My experiences been much worse and much weirder. My triglycerides have been over 400 for at least 20 years. In the past couple of years, they have been over 700. I eat extremely low carbohydrate diet+acarobos. My regular cholesterol just took a jump upward when I started adding some beef into my diet for flavor variation..

It feels like I failed on every single cholesterol control drug out there. Seven statins, three 3 fibrates, niacin, omega-3 fatty acids, some powdered stuff.

The only thing that seems to have any vague effect on my cholesterol level is exercise. Which explains why my cholesterol level and up the past couple months. I've been immobilized both by cold/winter and in injured knee.

When I say I eat a low carbohydrate diet, i.e. low carbohydrate using the classical definition of total carbohydrates minus fiber carbohydrates. I recently discovered that the whole net fiber thing is a lie for my body.

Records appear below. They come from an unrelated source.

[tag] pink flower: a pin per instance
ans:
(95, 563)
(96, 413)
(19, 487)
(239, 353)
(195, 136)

I have the slow form of IBS. This means I need to take some form of fiber/laxative, in much higher doses (i.e. 2 tablespoons) per day for "proper operation". My blood sugar started going up, not spiky but almost like a slowly rising water table. I stopped taking the fiber, my blood sugar level goes down. I eat high-fiber vegetables, my blood sugar level slowly trends upward. I take acarbos with vegetables in my blood sugar doesn't rise.

My doctor and I have this conjecture. With slow IBS, my body has a chance to extract every single gram of carbohydrate out of my food possible. It is so efficient at extracting carbohydrates that's leaving finding carbohydrates to work on in indigestible fiber.

My reaction to this is "bloody f*****g hell!!!" Alternating with an exasperated "really?!?!"

Pegsy 2015-02-01 07:57:10 -0600 Report

My triglycerides were only slightly elevated 3 months ago so that tells me I am headed in the right direction re carbohydrates in my diet. My HDL has been good on every test but my LDL fluctuates a lot. It was at its worst when I was following the ADA diet given me by the dietitian that my doctor referred me to. I am anxiously awaiting the results of my most recent test. I will find out on Thursday.

RosalieM 2015-02-01 08:01:53 -0600 Report

Let us know your numbers, remember watch triglycerides and your ratio that will tell the real story about cholesterol, not your HDL or LDL numbers but the ratio of one to the other. The ADA diet was too high in carbs and that will shoot the triglycerides up and that figures in the mix too.

Papanna 2015-02-01 07:32:54 -0600 Report

As per your opinionCholestrol No is useless ornot necessary Doctors and lab reports says that normal value for
Total cholestrol < 200 HDL 30 - 70 LDL anfd T G < 100
My number is LDL 66 TG 65 HDL 43 VLDL18 T C 127 Please clarify

haoleboy 2015-02-01 12:11:50 -0600 Report

Papanna … based on those numbers your Tri/HDL ratio is 1.5 which is ideal .. in fact all your numbers look very good!


RosalieM 2015-02-01 08:09:58 -0600 Report

Hi Papana,
Total cholesterol is usually around 200-250. The exact number doesn't matter so much. The ratio does matter. It is usually listed on your report.
I am very poor in math, so don't know how to figure your ratios from the numbers you give me. Is the ratio listed on your report?
If TG stands for triglyceride and it is 65, that is real good.